Mike Zeranski Jr.: "Windage trays work great in providing a few more easy horsepower when installing a high-performance oil pan. Canton designs its trays to complement our pans and the engines they are designed for. They help pull away oil spinning around the rotating assembly and keep oil in the pan from splashing up into the crank. In both cases they help free up the rotating assembly from the drag created by oil mist. Whether or not you think the hp gain is worth it depends on what you are trying to accomplish. When you're looking to squeeze every bit of horsepower from an engine, a windage tray is an important piece of the puzzle. They can often provide that little extra that is needed for an engine builder to reach a certain horsepower goal on the dyno. Of course, for street cars and other more recreational applications, the extra horsepower that the windage tray provides will not be noticed from behind the wheel."
Thor Schroeder: "A dry-sump oiling system consists of the dry-sump pump itself, which can have anywhere from one to six stages. The stage designation refers to how many scavenge and pressure sections the pump has. A single-stage oil pump has one scavenge stage and no pressure stages. The oil pan would have one externally exiting oil pump pickup and the oil pump would be outside of the oil pan and driven off of the crank. Since there is no internal oil pump, a full-length windage tray can be used to free up horsepower, and the oil pump can be easily adjusted outside of the engine. The oil is stored inside the oil pan like a wet-sump oiling system.
"A four-stage oiling system has three oil pump pickups in the oil pan itself. Each one of these pickups are plumbed to the three scavenge sections of the oil pump. In this type of oiling system, a full-length windage tray can be used inside of the oil pan, and the oil can be stored outside of the oil pan in a baffled dry sump tank. They're popular in racing classes that allow them; especially where low chassis height is important for good handling. Horsepower gain is maximized because there is virtually no oil in the pan and no internal pump, allowing the windage tray or screen to run the full length of the pan. Other advantages of a dry-sump system include a remotely mounted oil tank for increased capacity, the ability to easily add remote oil coolers, more consistent oil pressure, adjustable oil pressure, improved scavenging, and increased ring seal due to greater oil pan vacuum."
Thor Schroeder: "Oil longevity decreases exponentially as temperature increases, but oil doesn't flow freely when it's too cold. It's a balancing act, but there isn't an easy answer when it comes to the ideal temperature range oil should operate at. Optimal oil operating temperature can be different for different engines depending on engine tolerances and the type of oil used. Automakers often make engines run on the hot side for emissions at the expense of other factors. Hotter oil produces lower oil pressure and lower viscosity. Optimal oil operating temperature is also dependent upon water temperatures. At lower temperature levels, in the low 200-degree range, we have seen a 10-degree difference in oil temperature make 2 percent more horsepower on our dyno."

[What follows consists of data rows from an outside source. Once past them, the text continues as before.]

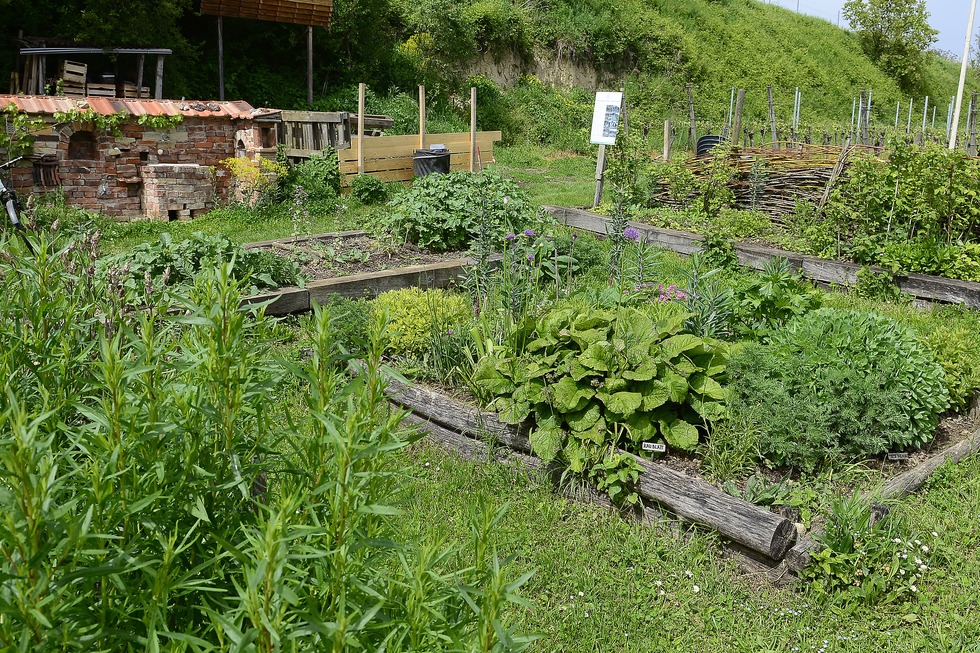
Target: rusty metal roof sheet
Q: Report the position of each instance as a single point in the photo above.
(46, 104)
(303, 12)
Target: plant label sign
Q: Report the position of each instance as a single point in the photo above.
(605, 118)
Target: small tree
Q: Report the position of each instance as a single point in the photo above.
(895, 34)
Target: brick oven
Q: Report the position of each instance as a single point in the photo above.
(141, 171)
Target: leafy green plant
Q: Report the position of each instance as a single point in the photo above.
(162, 499)
(169, 262)
(838, 384)
(866, 562)
(772, 298)
(368, 189)
(446, 212)
(413, 313)
(598, 380)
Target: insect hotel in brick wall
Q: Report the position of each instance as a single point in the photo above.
(157, 158)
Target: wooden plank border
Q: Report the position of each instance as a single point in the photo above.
(921, 286)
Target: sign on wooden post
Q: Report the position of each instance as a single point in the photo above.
(605, 124)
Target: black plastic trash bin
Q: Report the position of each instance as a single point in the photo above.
(435, 159)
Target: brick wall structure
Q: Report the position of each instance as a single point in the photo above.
(144, 171)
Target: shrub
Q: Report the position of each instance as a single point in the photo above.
(368, 189)
(167, 262)
(446, 212)
(839, 383)
(771, 299)
(600, 379)
(413, 312)
(162, 497)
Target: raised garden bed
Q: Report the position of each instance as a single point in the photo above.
(336, 264)
(766, 542)
(920, 286)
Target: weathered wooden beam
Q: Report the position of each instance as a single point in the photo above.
(905, 483)
(690, 498)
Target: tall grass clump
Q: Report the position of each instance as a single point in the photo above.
(159, 492)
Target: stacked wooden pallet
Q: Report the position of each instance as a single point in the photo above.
(101, 90)
(73, 76)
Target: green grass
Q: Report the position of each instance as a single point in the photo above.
(549, 177)
(604, 584)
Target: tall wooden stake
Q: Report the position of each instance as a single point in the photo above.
(737, 124)
(959, 89)
(421, 117)
(772, 118)
(473, 129)
(693, 134)
(361, 88)
(309, 65)
(221, 59)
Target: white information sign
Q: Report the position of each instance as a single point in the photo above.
(605, 118)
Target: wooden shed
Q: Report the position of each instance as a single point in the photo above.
(312, 13)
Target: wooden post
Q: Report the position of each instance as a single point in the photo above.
(421, 117)
(772, 119)
(600, 168)
(221, 59)
(693, 134)
(309, 65)
(360, 127)
(159, 86)
(473, 129)
(739, 105)
(139, 76)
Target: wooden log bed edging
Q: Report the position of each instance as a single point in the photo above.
(691, 499)
(895, 488)
(921, 286)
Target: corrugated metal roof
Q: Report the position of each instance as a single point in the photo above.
(46, 104)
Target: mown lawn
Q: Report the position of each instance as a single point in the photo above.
(604, 584)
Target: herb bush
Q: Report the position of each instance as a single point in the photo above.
(595, 380)
(179, 262)
(412, 315)
(836, 384)
(156, 499)
(446, 212)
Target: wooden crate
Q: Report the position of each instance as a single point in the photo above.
(74, 72)
(389, 158)
(101, 90)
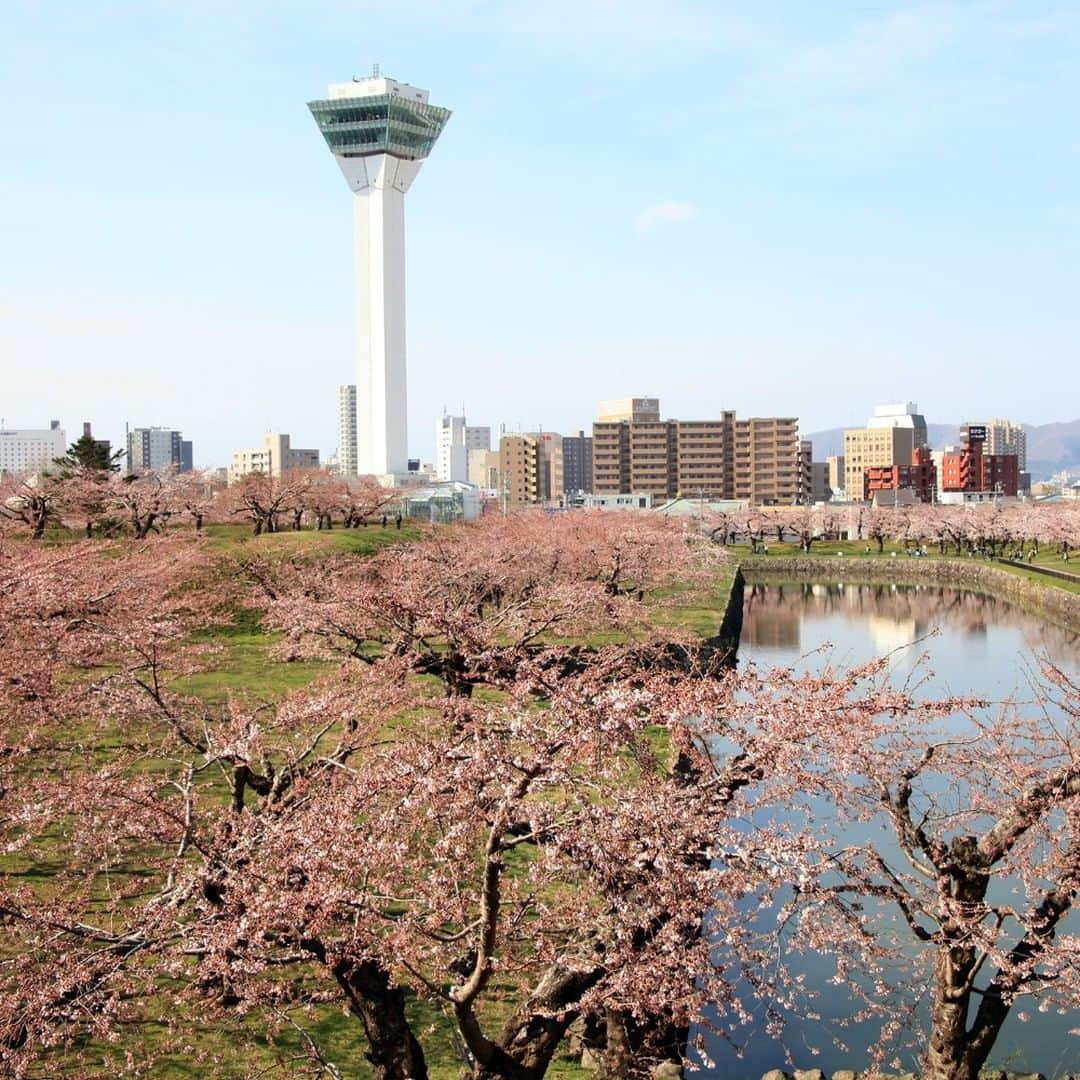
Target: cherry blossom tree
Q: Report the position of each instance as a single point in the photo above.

Mike Zeranski Jr.: "We recommend an oil operating temperature of at least 215 degrees, and build our oil cooler thermostats to operate above that temperature. By keeping the oil temperature above the boiling point of water condensation that may accumulate in the pan, it ensures that the water in the oil will evaporate out. Water significantly reduces oil life, and oil temps that are too cool will not allow the water to evaporate, especially if a motor is run for only short periods of time. Also, at this temperature the oil should achieve its intended viscosity and perform as designed, flowing and lubricating the engine most efficiently."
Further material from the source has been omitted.